Sexy cosmic jazz! Just what the freaky space doctor ordered! This album is released on Southern Lord, a label generally known for its bludgeoning, monolithic noise output. Yet, while Fontanelle's guitarist Rex Ritter has played with Sunn O))), the music on Vitamin F is spacey and out-there in a totally different way from that outfit's droning doom-rock.
To form Fontanelle, Ritter has assembled a troope of noted horn-blowers (including ones who've played with Earth and Jackie-O Motherfucker) and directed them to create an ever-expanding sound-world that's trippy, strutting and soulful. Presumably the 'F' of the title is funk, something we could all do with an injection of when winter rolls around.
Opener 'Watermelon Hands' is a psychedelic jazz par excellence, recalling at various points, Miles Davis' seminal 'Bitches Brew', Piper at the Gates of Dawn-era Pink Floyd, prime Gong acid freak-out, 60s sci-fi scores, as well as Ornette Coleman and, inevitably, the king of whacked-out space-jazz, Sun Ra. It also manages to stay just the right side of cheesy. The following 'The Adjacent Possible' mixes Henry Mancini's Pink Panther theme, Radiophonic Workshop otherness and smooth 70s soul to create something that's minimalist, sensual, effortlessly cool and slightly bonkers in equal measure.

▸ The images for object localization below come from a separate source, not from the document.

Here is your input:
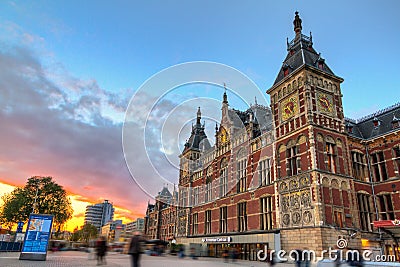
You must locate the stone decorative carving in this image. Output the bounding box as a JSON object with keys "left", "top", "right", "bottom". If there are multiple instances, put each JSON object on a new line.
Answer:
{"left": 282, "top": 214, "right": 290, "bottom": 226}
{"left": 289, "top": 179, "right": 299, "bottom": 190}
{"left": 299, "top": 176, "right": 309, "bottom": 187}
{"left": 298, "top": 135, "right": 307, "bottom": 144}
{"left": 331, "top": 179, "right": 339, "bottom": 188}
{"left": 317, "top": 134, "right": 324, "bottom": 142}
{"left": 281, "top": 195, "right": 290, "bottom": 212}
{"left": 290, "top": 194, "right": 300, "bottom": 209}
{"left": 337, "top": 138, "right": 343, "bottom": 148}
{"left": 292, "top": 212, "right": 301, "bottom": 224}
{"left": 303, "top": 210, "right": 312, "bottom": 224}
{"left": 279, "top": 182, "right": 288, "bottom": 192}
{"left": 326, "top": 136, "right": 335, "bottom": 143}
{"left": 301, "top": 191, "right": 311, "bottom": 207}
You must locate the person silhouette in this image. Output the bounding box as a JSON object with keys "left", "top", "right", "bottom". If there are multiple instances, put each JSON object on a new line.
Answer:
{"left": 129, "top": 232, "right": 143, "bottom": 267}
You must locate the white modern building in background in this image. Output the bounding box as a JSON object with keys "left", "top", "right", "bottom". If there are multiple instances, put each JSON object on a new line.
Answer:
{"left": 84, "top": 200, "right": 114, "bottom": 231}
{"left": 126, "top": 218, "right": 145, "bottom": 233}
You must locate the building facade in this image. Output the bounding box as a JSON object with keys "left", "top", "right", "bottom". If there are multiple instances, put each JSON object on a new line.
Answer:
{"left": 84, "top": 200, "right": 115, "bottom": 231}
{"left": 144, "top": 186, "right": 178, "bottom": 241}
{"left": 144, "top": 12, "right": 400, "bottom": 261}
{"left": 101, "top": 220, "right": 124, "bottom": 242}
{"left": 126, "top": 218, "right": 145, "bottom": 233}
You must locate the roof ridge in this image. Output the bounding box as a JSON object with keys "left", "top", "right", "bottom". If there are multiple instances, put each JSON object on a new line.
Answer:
{"left": 344, "top": 117, "right": 357, "bottom": 124}
{"left": 355, "top": 102, "right": 400, "bottom": 123}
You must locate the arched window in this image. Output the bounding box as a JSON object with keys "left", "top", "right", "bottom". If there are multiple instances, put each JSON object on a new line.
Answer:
{"left": 325, "top": 137, "right": 337, "bottom": 173}
{"left": 357, "top": 193, "right": 373, "bottom": 232}
{"left": 286, "top": 140, "right": 299, "bottom": 176}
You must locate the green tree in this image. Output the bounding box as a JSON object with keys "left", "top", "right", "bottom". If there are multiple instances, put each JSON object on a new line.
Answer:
{"left": 81, "top": 223, "right": 98, "bottom": 243}
{"left": 0, "top": 176, "right": 73, "bottom": 231}
{"left": 70, "top": 223, "right": 98, "bottom": 243}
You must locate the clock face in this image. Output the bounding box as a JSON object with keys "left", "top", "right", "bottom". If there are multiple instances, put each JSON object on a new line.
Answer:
{"left": 317, "top": 93, "right": 333, "bottom": 114}
{"left": 281, "top": 95, "right": 298, "bottom": 121}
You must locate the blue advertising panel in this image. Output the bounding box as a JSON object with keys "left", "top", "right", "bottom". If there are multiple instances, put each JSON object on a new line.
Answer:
{"left": 19, "top": 214, "right": 53, "bottom": 261}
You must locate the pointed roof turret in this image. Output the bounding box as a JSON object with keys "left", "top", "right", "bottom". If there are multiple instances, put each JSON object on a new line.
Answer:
{"left": 182, "top": 107, "right": 211, "bottom": 154}
{"left": 270, "top": 12, "right": 340, "bottom": 87}
{"left": 293, "top": 11, "right": 302, "bottom": 39}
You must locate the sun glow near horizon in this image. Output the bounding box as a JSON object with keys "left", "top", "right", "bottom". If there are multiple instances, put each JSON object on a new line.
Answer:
{"left": 0, "top": 181, "right": 139, "bottom": 232}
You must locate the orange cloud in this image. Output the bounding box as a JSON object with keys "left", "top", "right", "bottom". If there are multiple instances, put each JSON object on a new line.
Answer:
{"left": 0, "top": 181, "right": 146, "bottom": 232}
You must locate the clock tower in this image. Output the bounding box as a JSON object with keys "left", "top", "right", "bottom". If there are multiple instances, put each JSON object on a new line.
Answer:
{"left": 267, "top": 12, "right": 359, "bottom": 252}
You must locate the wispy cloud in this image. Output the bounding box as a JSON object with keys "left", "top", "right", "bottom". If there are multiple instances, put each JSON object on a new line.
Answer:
{"left": 0, "top": 25, "right": 152, "bottom": 221}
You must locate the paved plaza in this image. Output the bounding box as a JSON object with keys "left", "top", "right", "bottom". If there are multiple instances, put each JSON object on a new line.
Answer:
{"left": 0, "top": 251, "right": 284, "bottom": 267}
{"left": 2, "top": 251, "right": 400, "bottom": 267}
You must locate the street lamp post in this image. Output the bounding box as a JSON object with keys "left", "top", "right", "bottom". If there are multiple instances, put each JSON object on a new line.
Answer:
{"left": 32, "top": 186, "right": 39, "bottom": 214}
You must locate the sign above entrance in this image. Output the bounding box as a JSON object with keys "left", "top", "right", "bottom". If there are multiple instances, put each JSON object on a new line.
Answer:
{"left": 202, "top": 237, "right": 232, "bottom": 243}
{"left": 373, "top": 219, "right": 400, "bottom": 228}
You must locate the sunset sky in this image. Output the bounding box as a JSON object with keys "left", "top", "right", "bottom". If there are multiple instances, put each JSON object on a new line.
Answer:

The title track is shorter, funkier, and more troubled, with a syncopated, fiendishly complex drum-beat worthy of Can's Jaki Liebezeit (there is no higher praise one can give a drummer). This is music as pure energy, surging forward, onwards forever towards the horizon. Eventually, the drumming becomes so frenzied it fades to a white-noise blur, over which dreaming, weeping horns mourn the end of their autobahn dream.
The following ''Traumaturge' and 'When the Fire Hits the Forest' are groovier, throwing in some vintage acid-rock guitar heroics and mighty riffs. You can practically see Carlos Santana sweating it out on-stage at some early-70s free festival. This is music so joyful at its very existence, its creation, that it's impossible not to be swept up and along for the ride. You just feel so glad that it's here.

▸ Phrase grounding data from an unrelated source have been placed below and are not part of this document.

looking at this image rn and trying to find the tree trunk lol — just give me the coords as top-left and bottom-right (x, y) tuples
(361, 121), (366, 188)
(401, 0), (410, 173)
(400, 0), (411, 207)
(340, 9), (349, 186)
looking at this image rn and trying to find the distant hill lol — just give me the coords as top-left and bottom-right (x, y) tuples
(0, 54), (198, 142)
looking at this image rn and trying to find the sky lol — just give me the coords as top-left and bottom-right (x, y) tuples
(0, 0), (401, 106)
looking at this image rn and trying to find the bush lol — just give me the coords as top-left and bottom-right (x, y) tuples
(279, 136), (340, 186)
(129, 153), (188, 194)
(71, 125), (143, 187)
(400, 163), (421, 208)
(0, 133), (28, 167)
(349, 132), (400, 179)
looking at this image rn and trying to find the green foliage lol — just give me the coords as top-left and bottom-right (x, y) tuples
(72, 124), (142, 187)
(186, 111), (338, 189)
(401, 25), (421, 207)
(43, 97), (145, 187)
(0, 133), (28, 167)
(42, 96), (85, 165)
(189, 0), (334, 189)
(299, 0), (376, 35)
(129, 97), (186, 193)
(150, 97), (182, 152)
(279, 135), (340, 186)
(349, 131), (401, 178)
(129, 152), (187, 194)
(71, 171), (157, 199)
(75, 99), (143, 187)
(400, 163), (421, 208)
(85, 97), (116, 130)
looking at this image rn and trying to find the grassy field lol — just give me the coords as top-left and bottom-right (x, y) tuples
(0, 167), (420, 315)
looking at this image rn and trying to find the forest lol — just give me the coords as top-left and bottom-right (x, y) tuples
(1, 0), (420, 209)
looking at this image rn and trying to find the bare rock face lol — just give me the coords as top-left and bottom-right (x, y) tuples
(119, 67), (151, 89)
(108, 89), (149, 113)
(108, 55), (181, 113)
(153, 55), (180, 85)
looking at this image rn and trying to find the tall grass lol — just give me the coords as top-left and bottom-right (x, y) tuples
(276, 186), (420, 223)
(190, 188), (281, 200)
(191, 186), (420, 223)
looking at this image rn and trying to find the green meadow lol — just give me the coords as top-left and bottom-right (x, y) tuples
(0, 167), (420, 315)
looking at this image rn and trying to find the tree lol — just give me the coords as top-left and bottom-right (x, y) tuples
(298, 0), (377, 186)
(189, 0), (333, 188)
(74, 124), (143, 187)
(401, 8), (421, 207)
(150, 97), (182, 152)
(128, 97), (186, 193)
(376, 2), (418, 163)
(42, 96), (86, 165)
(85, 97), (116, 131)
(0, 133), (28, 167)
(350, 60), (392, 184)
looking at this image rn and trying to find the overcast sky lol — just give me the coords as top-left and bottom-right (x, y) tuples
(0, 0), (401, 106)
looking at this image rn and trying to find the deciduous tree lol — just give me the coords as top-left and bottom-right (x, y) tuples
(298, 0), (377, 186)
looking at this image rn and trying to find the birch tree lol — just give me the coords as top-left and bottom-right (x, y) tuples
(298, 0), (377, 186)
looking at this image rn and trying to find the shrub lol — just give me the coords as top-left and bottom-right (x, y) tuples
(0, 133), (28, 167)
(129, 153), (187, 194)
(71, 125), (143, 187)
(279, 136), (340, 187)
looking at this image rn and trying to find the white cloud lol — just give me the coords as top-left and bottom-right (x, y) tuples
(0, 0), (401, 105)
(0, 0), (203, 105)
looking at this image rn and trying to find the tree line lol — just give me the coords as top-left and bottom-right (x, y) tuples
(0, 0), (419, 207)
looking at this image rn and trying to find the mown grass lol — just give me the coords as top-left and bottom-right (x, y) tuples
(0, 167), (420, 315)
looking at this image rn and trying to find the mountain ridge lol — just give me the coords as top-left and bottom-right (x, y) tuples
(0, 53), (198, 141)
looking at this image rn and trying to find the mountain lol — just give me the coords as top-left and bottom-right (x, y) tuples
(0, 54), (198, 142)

The final two tracks slow things down a smidge. 'Ataxia' starts off like The Doors at their most jazzy before evolving into a chunky-arsed funk workout which spot-lights some virtuoso sax playing. 'Reassimilated', meanwhile, mixes lachrymose brass, heavily distorted guitar, ghostly New Orleans trumpet, shimmering electronica and African percussion to create something as arrestingly beautiful as it is fucking odd; one of those all-too rare moments where you genuinely wonder how a band arrived at a particular sound.
Often, records like this can fall into two categories: either they're too worthy, exercises in recreating the precise sounds of visionary musicians, or they just sound like they were more enjoyable to make then to listen to. Vitamin F is neither. It's just loads of fun, made by musicians at the top of their game. It sounds authentic, but you don't have to be an aficionado of this kind of music to enjoy this album. Just approach with an open mind, maaaaan.